Wikinomics
A book by Don Tapscott and Anthony D. Williams, first published in December 2006. It discusses how companies use open source software, and mass collaberation (Many people working on lots of individual things for one big project)
Web 2.0
A Web 2.0 site allows users to interact and collaborate with each other in a social media dialogue as creators, eg Wikipedia, where users can edit the site to correct/edit the information. Whereas sites like the BBC restrict the user to only viewing the content.
Participating Culture
(Our own interpretation as we could not find anything) A collective identity that comes together to solve a problem or produce a work, like wikipedia. A person or group of people who are not only consumers but are also producers of their own work. Flickr for example allows people to show of their own pictures in their own virtual gallery, using the already laid out design for the site, and filling it with their own work.
Peering
Two networks exchange traffic between each other's customers freely, and for mutual benefit.
Digital Natives
Someone who was born in the digital age of technology, and the ones who have used it from an early age.
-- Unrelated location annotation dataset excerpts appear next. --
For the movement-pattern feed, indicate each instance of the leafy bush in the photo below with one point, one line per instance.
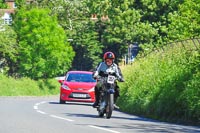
(27, 87)
(164, 85)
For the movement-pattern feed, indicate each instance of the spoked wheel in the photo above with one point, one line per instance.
(110, 106)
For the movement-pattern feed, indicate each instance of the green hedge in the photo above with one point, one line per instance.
(164, 85)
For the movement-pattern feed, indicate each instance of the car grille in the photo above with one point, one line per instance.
(79, 96)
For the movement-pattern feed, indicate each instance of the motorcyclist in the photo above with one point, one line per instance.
(101, 68)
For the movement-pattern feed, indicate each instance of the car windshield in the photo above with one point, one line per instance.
(79, 77)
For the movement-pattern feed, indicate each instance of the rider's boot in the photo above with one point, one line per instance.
(96, 103)
(115, 99)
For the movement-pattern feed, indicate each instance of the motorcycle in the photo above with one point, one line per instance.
(106, 99)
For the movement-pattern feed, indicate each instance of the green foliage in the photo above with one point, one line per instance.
(3, 5)
(185, 22)
(8, 49)
(73, 16)
(164, 85)
(27, 87)
(44, 50)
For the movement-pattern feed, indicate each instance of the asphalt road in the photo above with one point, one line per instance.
(46, 115)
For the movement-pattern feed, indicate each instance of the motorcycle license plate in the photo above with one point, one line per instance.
(111, 79)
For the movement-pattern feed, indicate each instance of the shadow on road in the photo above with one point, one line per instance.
(73, 103)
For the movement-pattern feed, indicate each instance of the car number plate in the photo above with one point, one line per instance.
(79, 95)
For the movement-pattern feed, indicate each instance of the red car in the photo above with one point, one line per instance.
(77, 86)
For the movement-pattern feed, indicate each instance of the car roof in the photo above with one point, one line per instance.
(86, 72)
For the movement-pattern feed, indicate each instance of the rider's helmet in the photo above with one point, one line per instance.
(109, 55)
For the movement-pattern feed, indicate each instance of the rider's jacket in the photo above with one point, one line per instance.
(102, 67)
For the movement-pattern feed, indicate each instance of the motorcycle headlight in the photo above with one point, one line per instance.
(65, 87)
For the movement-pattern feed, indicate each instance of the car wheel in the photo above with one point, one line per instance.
(62, 101)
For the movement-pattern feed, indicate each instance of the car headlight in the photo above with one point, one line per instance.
(65, 87)
(92, 89)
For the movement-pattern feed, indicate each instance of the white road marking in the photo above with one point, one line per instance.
(54, 116)
(41, 112)
(60, 118)
(105, 129)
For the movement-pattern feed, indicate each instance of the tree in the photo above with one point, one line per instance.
(8, 49)
(74, 18)
(44, 49)
(185, 23)
(3, 5)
For example an elderly person, like my grandad, has no idea how to use a pc.
Democratisation
Is the action of making something democratic or an action taken by a group of people.
We-Think
A book by the author Charles Leadbeater who explored the pheominon of mass creativity in the form of websites like youtube wikipedia and MySpace. The book argues that the participation rather than the consumption or the product will be the organising idea of the future of society.
Interactivity
Is a media device that can be engaged with or controlled by the user, for example dvds digital tvs, video games etc.
Long Tail
Is the distribution of unusual goods through a reduced market and distribtuion costs.